Due: Monday, September 8th, 2008 10:45am
Submit two programs (server and client) on a CADE machine using
handin cs4960-01 hw2 <file1> <file2>
HW1 was about parallelism on a shared-memory environment. HW2 is about parallism in a message-passing environment. There is no Java option for HW2.
Your task is to implement a server and a client program. Two copies of server will run, and one copy of client will run. The servers are told a TCP port to listen on, and the client is given the addresses and ports of the two server:
./server 40001 &
./server 40002 &
time ./client localhost 40001 locahost 40002
The client should print the same result as the old hw1.c program with deconvert changed to call convert, but it farms out the work to the two servers, so it should produce a result twice as fast. The locahost above assumes that the clients are running on the same machines, but you can run clients on different machines, too.
(It might seem backward to have multiple servers and one client, but this arrangement makes it easy to start the servers first and then time the computation at the client.)
Start with the following files:
hw1.c—
extract useful code from here; you won't need popp_thread.h. Your server program must use convert without changing it, of course.
msg.c and msg.h—
this is a library for message-passing communication, where all messages are arrays of integers. The API is as follows:
struct connection_t *wait_for_connection(char *portno)
Called by a server to listen (at a given port number) for a connection from a client. The connection is returned when it's ready.
struct connection_t *make_connection(char *host, char *portno)
Called by a client to connect to a server (at a given host and port number). The new connection is returned.
int send_message(struct connection_t *c, int len, int *msg)
Sends an array to the other end of the connection. The result is always len.
int recv_message(struct connection_t *c, int len, int *msg)
Sends an array to the other end of the connection. The result is always len.

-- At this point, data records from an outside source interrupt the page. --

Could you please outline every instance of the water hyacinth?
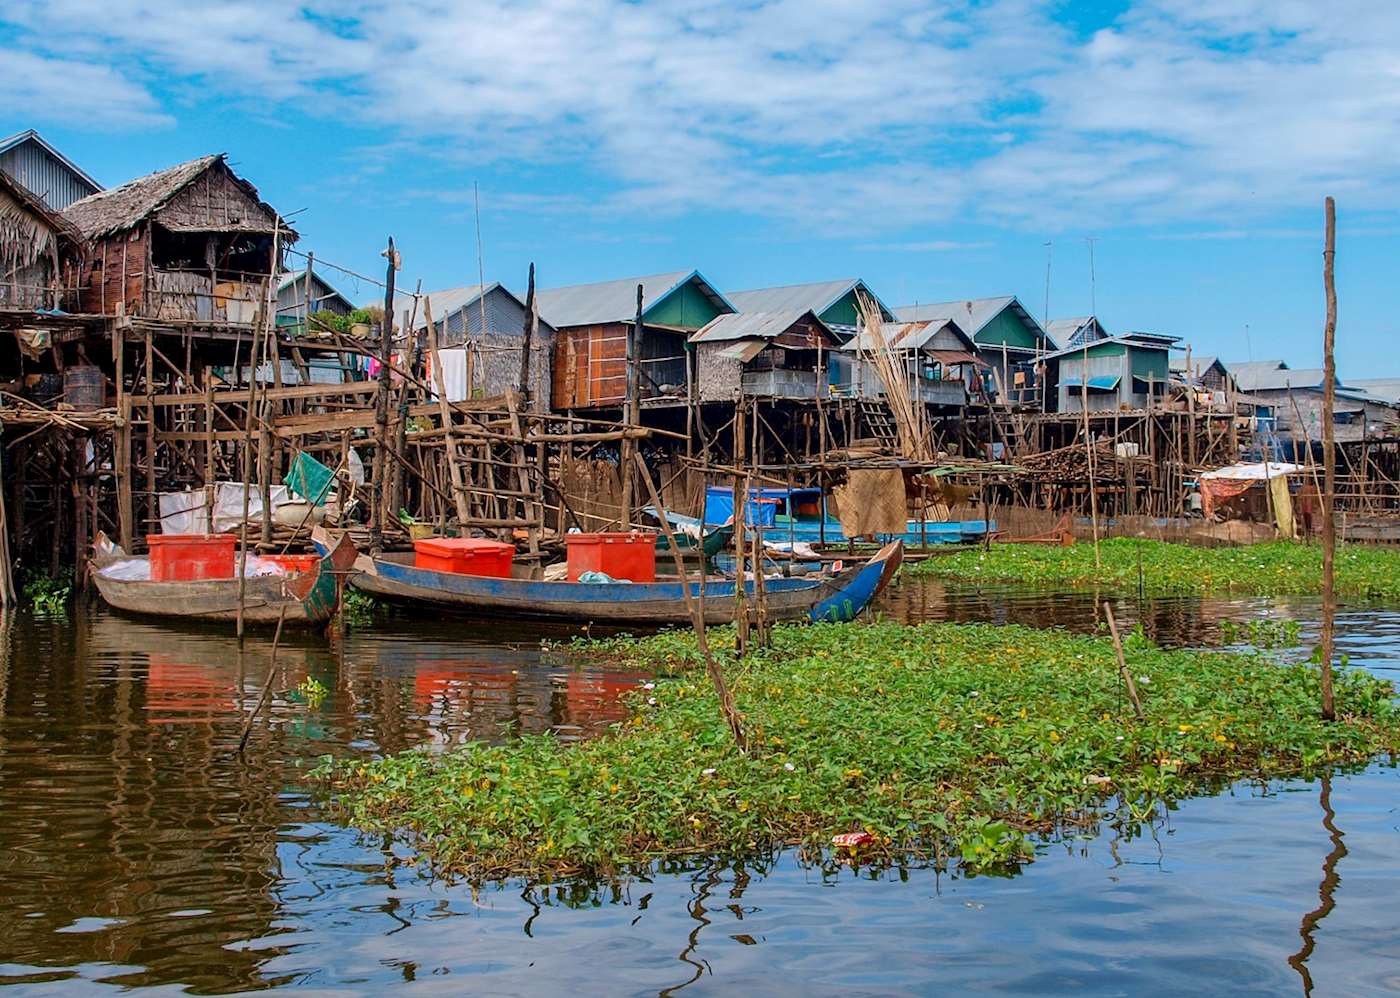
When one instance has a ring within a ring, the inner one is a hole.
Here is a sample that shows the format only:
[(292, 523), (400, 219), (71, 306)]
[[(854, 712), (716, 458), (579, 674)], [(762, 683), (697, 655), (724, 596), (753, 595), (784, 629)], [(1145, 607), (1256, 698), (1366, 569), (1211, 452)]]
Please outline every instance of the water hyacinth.
[[(732, 629), (713, 644), (733, 646)], [(1318, 718), (1318, 674), (1260, 654), (1164, 651), (1138, 635), (1129, 667), (1156, 681), (1133, 719), (1112, 645), (1013, 626), (778, 627), (729, 662), (754, 750), (740, 755), (693, 636), (591, 647), (653, 669), (659, 703), (589, 742), (531, 735), (443, 754), (327, 764), (351, 823), (404, 833), (437, 869), (490, 879), (617, 873), (697, 853), (797, 844), (830, 862), (832, 835), (864, 831), (862, 862), (932, 857), (973, 870), (1029, 858), (1037, 836), (1246, 777), (1359, 765), (1400, 748), (1390, 685), (1337, 681), (1340, 720)], [(969, 691), (976, 690), (977, 697)], [(1092, 779), (1091, 779), (1092, 777)]]
[[(1055, 588), (1103, 588), (1154, 595), (1315, 595), (1322, 585), (1322, 550), (1277, 541), (1249, 547), (1195, 547), (1119, 537), (1094, 546), (997, 544), (990, 552), (959, 551), (906, 568), (915, 575), (973, 583), (1016, 583)], [(1337, 593), (1400, 599), (1400, 551), (1344, 544), (1337, 548)]]

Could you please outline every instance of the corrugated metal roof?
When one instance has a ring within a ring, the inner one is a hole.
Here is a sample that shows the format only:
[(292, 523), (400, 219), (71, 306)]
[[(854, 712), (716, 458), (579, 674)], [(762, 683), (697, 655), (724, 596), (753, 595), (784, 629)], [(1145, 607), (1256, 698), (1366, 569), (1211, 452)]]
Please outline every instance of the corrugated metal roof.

void close_connection(struct connection_t *c)
Closes a connection.
Once a connection is established, send_message and recv_message can be used any number of times on the connection, as long as a send on one end is matched by a recv on the other end of the connection (for the same amount of data). A connection can buffer a small amount of data, but sending blocks when the buffer is full, so that sending mostly blocks until data is receieved. A recv blocks until all of the requested data is received. When an error occurs with any of the above functions, a message is printed to stderr and the program aborts.
To help you get started with the message libraries, here are some extra files:
client.c—
a sample client
server.c—
a sample server
msg_test.h—
configuration used by the samples
Compile them something like this:
gcc -o server -O2 -Wall server.c msg.c
gcc -o client -O2 -Wall client.c msg.c
Then run them like this, each in a different terminal window on the same machine:
./server 40001
./client localhost 40001
The server should print 0 through 4, as sent to it by the client. The client should print 100, as sent back to it by the server.
Make your server work with an arbitrary number of clients, as determined by the number of command-line arguments supplied to it. Using multiple machines in the CADE lab, you should be able to get speedups greater than a factor of 2.